4. Compute metrics via >>

from plantain2asr import Metrics

norm >> Metrics.composite()

This computes WER, CER, MER, WIL, WIP, Accuracy, IDR, and LengthRatio in a single pass.

5. Explore results

df = norm.to_pandas()
print(df.groupby("model")[["WER", "CER", "Accuracy"]].mean().sort_values("WER"))
from plantain2asr import ReportServer
ReportServer(norm, audio_dir="data/golos").serve()
from plantain2asr.reporting.builder import ReportBuilder
ReportBuilder(norm).save_static_html("artifacts/report.html")
norm.save_csv("artifacts/results.csv")

Full pipeline in one block

from plantain2asr import GolosDataset, Models, SimpleNormalizer, Metrics, ReportServer

ds = GolosDataset("data/golos")

ds >> Models.GigaAM_v3()
ds >> Models.Whisper()

norm = ds >> SimpleNormalizer()
norm >> Metrics.composite()

df = norm.to_pandas()
print(df.groupby("model")[["WER", "CER"]].mean().sort_values("WER"))

ReportServer(norm, audio_dir="data/golos").serve()

Loading precomputed results

If inference was run on another machine, load JSONL results and continue evaluation locally:

ds = GolosDataset("data/golos")
ds.load_model_results("GigaAM-v3-rnnt", "results/GigaAM-v3-rnnt_results.jsonl")

One line per sample:

{"audio_path": "/any/path/file.wav", "hypothesis": "recognized text", "processing_time": 1.23}

Samples are matched by the basename of audio_path, which makes cross-machine reuse practical.

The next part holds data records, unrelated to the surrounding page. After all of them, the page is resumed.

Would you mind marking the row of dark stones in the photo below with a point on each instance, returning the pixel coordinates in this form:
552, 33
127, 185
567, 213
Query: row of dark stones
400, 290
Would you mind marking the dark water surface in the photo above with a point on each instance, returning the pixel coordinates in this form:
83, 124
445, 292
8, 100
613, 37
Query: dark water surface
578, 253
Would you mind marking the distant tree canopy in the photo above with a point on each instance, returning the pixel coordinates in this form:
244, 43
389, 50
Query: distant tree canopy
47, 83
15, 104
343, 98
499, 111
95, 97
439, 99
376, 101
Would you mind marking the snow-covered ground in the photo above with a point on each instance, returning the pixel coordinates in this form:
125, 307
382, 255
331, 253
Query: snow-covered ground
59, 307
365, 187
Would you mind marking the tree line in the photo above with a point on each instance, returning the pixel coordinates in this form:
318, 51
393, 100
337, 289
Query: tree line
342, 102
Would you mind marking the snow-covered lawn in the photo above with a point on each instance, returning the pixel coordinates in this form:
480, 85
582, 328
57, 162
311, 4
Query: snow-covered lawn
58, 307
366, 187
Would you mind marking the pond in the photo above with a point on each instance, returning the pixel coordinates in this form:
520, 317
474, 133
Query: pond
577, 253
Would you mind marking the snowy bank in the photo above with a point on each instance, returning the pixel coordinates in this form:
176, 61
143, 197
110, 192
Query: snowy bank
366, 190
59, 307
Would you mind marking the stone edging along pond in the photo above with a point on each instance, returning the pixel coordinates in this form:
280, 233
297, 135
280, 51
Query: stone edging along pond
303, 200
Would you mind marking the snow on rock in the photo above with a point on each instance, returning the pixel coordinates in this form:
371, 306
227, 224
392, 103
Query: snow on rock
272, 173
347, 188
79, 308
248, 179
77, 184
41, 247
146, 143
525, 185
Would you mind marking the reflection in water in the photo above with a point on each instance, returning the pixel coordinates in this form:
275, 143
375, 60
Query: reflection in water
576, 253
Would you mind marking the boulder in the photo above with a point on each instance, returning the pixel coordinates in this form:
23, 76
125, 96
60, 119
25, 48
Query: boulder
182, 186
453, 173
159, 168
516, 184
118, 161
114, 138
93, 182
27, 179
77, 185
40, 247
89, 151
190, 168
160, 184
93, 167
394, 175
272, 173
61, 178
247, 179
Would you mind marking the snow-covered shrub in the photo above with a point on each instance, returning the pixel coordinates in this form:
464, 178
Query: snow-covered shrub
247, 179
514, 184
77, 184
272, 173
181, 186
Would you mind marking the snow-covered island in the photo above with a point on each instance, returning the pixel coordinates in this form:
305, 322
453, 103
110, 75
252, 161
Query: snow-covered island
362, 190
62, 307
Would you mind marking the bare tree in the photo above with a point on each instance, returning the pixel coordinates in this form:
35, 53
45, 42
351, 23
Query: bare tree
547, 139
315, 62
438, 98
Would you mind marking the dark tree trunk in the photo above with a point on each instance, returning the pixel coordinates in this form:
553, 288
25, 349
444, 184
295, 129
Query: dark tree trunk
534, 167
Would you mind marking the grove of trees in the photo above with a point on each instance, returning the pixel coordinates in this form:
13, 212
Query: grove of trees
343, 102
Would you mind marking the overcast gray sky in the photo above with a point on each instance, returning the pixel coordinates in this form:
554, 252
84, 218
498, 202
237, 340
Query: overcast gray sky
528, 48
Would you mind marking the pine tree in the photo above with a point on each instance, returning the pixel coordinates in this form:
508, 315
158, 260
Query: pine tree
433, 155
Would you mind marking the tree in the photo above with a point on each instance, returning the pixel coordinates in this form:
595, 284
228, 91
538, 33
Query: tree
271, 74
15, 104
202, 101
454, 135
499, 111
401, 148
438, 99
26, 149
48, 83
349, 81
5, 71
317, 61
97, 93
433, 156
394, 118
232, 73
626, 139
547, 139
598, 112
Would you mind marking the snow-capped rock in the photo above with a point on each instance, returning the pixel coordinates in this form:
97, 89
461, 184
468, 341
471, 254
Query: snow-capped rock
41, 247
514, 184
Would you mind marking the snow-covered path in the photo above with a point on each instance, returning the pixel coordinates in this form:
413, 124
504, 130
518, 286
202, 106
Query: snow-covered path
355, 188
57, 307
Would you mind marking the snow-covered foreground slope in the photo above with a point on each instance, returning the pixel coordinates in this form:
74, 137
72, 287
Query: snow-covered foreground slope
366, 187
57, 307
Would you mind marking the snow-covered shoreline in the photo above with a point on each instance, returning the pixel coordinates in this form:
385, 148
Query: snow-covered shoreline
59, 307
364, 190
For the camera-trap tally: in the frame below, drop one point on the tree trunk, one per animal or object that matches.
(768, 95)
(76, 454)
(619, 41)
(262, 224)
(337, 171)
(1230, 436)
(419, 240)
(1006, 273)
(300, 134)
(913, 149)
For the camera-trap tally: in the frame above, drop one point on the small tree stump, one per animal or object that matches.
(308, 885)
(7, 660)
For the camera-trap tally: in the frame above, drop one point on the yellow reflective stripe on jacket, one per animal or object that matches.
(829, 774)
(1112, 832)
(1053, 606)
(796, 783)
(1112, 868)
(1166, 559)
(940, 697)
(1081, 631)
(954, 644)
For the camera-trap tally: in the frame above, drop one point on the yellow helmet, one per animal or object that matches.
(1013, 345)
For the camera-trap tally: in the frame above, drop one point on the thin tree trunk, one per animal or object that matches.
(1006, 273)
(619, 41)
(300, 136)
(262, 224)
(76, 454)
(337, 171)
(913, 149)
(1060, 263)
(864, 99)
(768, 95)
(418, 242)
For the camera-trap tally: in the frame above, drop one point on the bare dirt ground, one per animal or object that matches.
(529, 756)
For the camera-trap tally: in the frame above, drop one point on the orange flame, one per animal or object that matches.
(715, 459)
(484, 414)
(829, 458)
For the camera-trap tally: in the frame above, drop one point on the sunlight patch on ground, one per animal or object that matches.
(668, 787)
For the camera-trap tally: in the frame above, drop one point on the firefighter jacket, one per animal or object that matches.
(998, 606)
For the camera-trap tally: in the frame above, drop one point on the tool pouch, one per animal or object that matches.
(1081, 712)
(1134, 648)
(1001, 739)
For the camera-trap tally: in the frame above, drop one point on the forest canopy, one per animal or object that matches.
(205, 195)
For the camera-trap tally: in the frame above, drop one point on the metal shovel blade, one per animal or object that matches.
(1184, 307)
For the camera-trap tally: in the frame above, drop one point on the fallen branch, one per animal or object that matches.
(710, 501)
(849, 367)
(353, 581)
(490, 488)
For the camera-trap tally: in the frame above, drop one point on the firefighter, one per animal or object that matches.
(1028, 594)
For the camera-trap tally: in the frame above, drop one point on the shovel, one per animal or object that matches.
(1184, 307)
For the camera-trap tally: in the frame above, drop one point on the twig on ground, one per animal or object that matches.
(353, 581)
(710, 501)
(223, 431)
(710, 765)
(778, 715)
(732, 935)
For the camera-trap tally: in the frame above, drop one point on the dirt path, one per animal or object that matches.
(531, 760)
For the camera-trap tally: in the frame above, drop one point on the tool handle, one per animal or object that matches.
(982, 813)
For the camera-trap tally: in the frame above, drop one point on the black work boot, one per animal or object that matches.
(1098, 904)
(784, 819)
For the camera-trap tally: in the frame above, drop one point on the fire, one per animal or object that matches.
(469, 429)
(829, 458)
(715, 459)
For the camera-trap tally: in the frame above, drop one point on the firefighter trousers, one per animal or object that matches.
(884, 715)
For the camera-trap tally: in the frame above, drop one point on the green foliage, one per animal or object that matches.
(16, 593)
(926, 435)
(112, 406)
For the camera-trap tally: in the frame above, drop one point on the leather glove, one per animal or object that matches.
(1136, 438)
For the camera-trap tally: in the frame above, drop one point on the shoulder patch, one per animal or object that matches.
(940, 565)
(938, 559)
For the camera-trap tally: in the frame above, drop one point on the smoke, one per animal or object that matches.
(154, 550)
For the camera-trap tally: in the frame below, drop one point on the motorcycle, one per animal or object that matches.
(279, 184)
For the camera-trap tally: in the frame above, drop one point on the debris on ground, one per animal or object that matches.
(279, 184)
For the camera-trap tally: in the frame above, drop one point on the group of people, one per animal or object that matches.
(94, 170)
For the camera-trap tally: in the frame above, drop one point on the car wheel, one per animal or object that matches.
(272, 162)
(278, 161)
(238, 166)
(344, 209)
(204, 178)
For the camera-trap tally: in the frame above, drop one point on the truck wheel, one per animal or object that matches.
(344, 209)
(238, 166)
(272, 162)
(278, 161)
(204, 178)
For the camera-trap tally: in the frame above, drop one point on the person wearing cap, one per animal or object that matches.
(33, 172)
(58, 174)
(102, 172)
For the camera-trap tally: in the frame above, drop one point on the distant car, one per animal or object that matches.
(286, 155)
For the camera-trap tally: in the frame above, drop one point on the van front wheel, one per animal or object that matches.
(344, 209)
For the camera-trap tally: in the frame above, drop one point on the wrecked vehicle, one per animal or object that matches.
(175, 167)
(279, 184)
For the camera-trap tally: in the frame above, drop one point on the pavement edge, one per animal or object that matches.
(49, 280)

Experiment convenience wrapper

If you want ready-made research scenarios without building the >> chain manually, Experiment wraps the same pipeline steps:

from plantain2asr import Experiment, GolosDataset, Models, SimpleNormalizer

experiment = Experiment(
    dataset=GolosDataset("data/golos"),
    models=[Models.GigaAM_v3(), Models.Whisper()],
    normalizer=SimpleNormalizer(),
)

experiment.compare_on_corpus(metrics=["WER", "CER", "Accuracy"])
Method What it does
compare_on_corpus() Run models, normalize, score, return comparison table
leaderboard() Rank models by a single metric
prepare_thesis_tables() Export CSV tables for thesis/paper
export_appendix_bundle() Full package: tables + report + benchmark
benchmark_models() Latency, throughput, RTF measurements
save_report_html() Static HTML report

Under the hood, Experiment executes the same >> steps. Use it when you want a one-liner; use the pipeline when you want control.